我正在尝试在java中实现Tiny Encryption Algorithm(TEA)。由于算法将每个64位块划分为左右子块,其中每个子块根据this源为32无符号整数。
正如所料,我遇到了java不支持无符号32位整数的问题。我到处都收到格式错误。
所以我决定使用BigInteger,它给我带来了一个新问题。根据我的理解,由于TEA使用32位整数的移位和加法,因此应该将这些操作的结果保持在32位,因此密文也将是每个子块32位。但是,通过移位和添加,BigInteger没有为每个子块保留32位。实际上,我意外地得到了一个非常大的位作为密文输出。

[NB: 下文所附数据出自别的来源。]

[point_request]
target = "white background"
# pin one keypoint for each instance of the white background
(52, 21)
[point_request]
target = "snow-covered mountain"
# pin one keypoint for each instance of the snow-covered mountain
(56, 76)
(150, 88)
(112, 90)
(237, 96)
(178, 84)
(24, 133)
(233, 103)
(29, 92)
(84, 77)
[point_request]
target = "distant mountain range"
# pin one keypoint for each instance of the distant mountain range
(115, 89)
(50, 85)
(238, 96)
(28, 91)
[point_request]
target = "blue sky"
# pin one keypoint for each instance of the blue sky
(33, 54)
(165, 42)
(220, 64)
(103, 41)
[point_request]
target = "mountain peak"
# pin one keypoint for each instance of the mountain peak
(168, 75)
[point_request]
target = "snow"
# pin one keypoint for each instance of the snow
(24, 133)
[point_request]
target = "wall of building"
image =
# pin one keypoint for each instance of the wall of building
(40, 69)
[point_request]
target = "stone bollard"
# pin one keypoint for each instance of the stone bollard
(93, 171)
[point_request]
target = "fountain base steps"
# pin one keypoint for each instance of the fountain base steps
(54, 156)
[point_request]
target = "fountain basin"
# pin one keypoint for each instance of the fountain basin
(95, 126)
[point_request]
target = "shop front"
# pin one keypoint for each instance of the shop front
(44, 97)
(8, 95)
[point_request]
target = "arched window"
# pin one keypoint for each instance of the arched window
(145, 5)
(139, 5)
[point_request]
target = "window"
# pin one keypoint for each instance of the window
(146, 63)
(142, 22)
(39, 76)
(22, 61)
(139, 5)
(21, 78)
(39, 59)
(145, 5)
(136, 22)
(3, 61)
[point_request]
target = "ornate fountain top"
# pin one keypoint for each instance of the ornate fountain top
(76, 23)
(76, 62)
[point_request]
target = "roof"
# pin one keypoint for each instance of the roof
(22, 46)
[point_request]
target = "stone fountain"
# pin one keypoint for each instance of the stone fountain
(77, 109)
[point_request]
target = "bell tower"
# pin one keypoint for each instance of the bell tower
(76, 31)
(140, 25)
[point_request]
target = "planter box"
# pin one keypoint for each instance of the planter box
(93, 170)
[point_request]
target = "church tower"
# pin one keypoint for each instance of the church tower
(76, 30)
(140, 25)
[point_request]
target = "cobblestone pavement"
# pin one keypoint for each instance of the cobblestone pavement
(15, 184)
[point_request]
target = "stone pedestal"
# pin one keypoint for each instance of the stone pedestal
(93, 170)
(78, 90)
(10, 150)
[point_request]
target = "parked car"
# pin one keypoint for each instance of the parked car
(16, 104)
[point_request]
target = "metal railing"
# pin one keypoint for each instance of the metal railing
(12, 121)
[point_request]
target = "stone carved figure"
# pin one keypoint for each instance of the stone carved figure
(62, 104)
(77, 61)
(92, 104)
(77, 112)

所以我决定保留BigInteger,同时在单独的方法中实现移位,加法和减法。不幸的是,我没有得到正确的结果。如下所示,解密的密文不等于原始明文。我的问题有什么解决方案?我得到以下输出:
Original Plain Text:0x0123456789ABCDEF
CipherText:0xa0761126d09724fd
Decrypted CipherText is:0x8d5a4a234b3c6720
以下是我的代码。
import java.math.BigInteger;
public class TEA {
BigInteger [] K ; //128 bits key
private String plainText;
public static final BigInteger delta = new BigInteger("9e3779b9",16);
//constructor receives a string of plaintext and 128 bit key in hexadecimal
public TEA(String plainText, String key)
{
parseKey(key);
}
//constructor receives a hexadecimal
public TEA(String key)
{
parseKey(key);
}
//parses a 128 bit key, given in hexadecimal form, and store its value in 4 integers (total of 128 bits),
private void parseKey(String key)
{
if(key.substring(0,2).equals("0x"))
key= key.substring(2);
//validating input
if(key.length() != 32)
{
System.out.println("Invalid key size!");
return;
}
//dividing the key into 4 strings
String[] kStr = new String[4];
int index=-1;
for(int i=0; i<key.length(); i++)
{
if(i%8 == 0)
{
index++;
kStr[index]="";
}
kStr[index] = kStr[index] + key.charAt(i);
}
//converting the 4 hex strings into 4 integers
K= new BigInteger[4];
for(int i=0; i<4; i++)
K[i] = new BigInteger(kStr[i], 16);
}
//receives a plaintext block of 64 bits in hexadecimal to be encrypted
//returns the cipher block
String encryptBlock(String plainTextBlock)
{
if(plainTextBlock.substring(0,2).equals("0x"))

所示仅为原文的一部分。